第72章 始まる学校生活と懸念
杏(こんなに隠さず早く知られた方が桜の身の為なのではないのか。)
杏「桜、今日 尻を揉まれたそうだな。何故抵抗しなかった。」
感情を感じさせない声色でそう問うと、杏寿郎はエンジンを掛ける。
一方、桜は青ざめていた。
「い、一度だけ確かにもみっとされた感覚はあったのですが、人混みの中でしたし証拠もなくて…。」
杏「そうか。」
杏寿郎は短く返すと暫く黙り、重い沈黙をたっぷりと与えてから再び口を開く。
杏「やはりもっと早く家庭に入ってはどうだ。君は教師として熱意があるし、それは俺も認めているが 早くもこれではパートナーとして心配するのが普通だろう。『頼めば何でもしてくれそう』、らしいぞ。君の印象は。」
「何でも……。
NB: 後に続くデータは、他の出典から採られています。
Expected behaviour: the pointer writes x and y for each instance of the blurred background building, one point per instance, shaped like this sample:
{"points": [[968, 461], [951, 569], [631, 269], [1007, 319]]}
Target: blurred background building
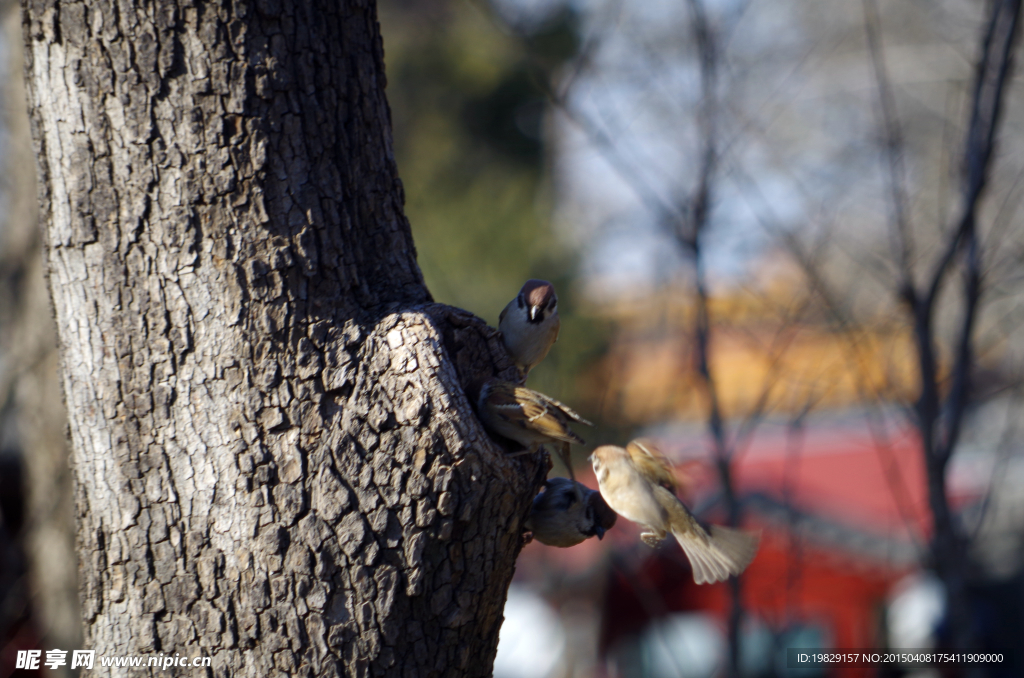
{"points": [[568, 140], [562, 139]]}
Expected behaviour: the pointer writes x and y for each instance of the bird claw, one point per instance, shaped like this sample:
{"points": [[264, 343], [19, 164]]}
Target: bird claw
{"points": [[650, 539]]}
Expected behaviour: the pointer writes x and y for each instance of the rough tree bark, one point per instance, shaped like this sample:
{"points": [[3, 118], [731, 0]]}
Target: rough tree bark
{"points": [[29, 386], [274, 461]]}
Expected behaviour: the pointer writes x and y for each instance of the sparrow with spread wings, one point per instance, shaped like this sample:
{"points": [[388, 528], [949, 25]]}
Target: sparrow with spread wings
{"points": [[528, 417], [638, 484]]}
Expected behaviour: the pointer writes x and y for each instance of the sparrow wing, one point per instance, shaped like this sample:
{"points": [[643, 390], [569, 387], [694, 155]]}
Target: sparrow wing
{"points": [[552, 404], [529, 410], [648, 461], [714, 557]]}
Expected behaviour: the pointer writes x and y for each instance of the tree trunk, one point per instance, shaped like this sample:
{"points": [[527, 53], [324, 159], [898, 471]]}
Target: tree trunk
{"points": [[29, 386], [271, 448]]}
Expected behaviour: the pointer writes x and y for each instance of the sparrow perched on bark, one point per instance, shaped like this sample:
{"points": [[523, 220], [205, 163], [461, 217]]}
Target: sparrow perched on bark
{"points": [[528, 417], [529, 324], [567, 512], [638, 484]]}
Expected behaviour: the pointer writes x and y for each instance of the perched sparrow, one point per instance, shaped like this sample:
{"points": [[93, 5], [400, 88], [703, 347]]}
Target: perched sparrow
{"points": [[637, 483], [529, 324], [567, 512], [527, 417]]}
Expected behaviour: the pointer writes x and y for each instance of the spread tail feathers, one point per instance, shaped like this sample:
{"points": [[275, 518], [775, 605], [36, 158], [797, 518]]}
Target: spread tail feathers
{"points": [[725, 552]]}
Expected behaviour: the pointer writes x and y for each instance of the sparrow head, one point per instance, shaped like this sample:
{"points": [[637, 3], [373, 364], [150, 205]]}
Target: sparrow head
{"points": [[600, 513], [538, 298], [606, 456]]}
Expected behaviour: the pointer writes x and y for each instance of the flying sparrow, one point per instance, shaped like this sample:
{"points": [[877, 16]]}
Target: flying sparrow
{"points": [[638, 484], [568, 512], [528, 417], [529, 324]]}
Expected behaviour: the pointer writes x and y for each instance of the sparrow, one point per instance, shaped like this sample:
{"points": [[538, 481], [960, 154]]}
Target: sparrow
{"points": [[567, 512], [529, 324], [637, 483], [528, 417]]}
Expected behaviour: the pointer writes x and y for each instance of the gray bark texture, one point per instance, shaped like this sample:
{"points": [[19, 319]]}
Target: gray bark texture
{"points": [[30, 391], [274, 461]]}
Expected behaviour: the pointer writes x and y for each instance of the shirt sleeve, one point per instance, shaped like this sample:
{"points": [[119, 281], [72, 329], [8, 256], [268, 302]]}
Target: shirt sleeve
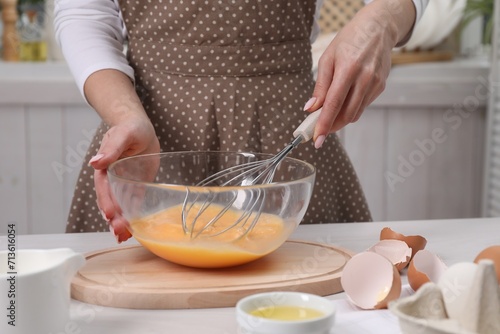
{"points": [[91, 34]]}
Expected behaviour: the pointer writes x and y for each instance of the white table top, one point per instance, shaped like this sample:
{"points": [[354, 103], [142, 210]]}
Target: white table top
{"points": [[452, 240]]}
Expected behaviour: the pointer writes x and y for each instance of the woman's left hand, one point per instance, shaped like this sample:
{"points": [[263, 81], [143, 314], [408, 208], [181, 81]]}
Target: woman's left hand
{"points": [[353, 70]]}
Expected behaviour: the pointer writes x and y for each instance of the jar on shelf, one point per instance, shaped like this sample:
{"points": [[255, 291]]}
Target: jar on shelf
{"points": [[32, 41]]}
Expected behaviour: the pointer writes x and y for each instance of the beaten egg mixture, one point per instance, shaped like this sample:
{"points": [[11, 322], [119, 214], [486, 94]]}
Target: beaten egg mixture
{"points": [[162, 234]]}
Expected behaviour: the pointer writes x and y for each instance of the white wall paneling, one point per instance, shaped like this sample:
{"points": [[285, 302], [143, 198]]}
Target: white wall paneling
{"points": [[45, 124], [491, 193], [13, 185]]}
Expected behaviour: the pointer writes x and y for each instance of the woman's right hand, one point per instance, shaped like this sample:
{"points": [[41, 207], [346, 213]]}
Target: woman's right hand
{"points": [[123, 140], [112, 95]]}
」
杏寿郎の気持ちを真剣に考えた桜はすぐに反論せず、ただそう繰り返した。
そして目を伏せると気まずそうな声をだす。
「私は……小さい頃から先生に憧れてきました。」
予想通りの言葉にハンドルを持つ手に力がこもった。
しかし桜の言葉はまだ続く。
「それでも私にとって1番大切なのは杏寿郎さんです。あなたに嫌な思いはさせたくない…。ちゃんと話し合いましょう。」
頑なな一面を持つ桜がそのような事を言うと想像していなかった。
杏寿郎は目を大きくさせながらこもってしまった手の力を抜くと頷く。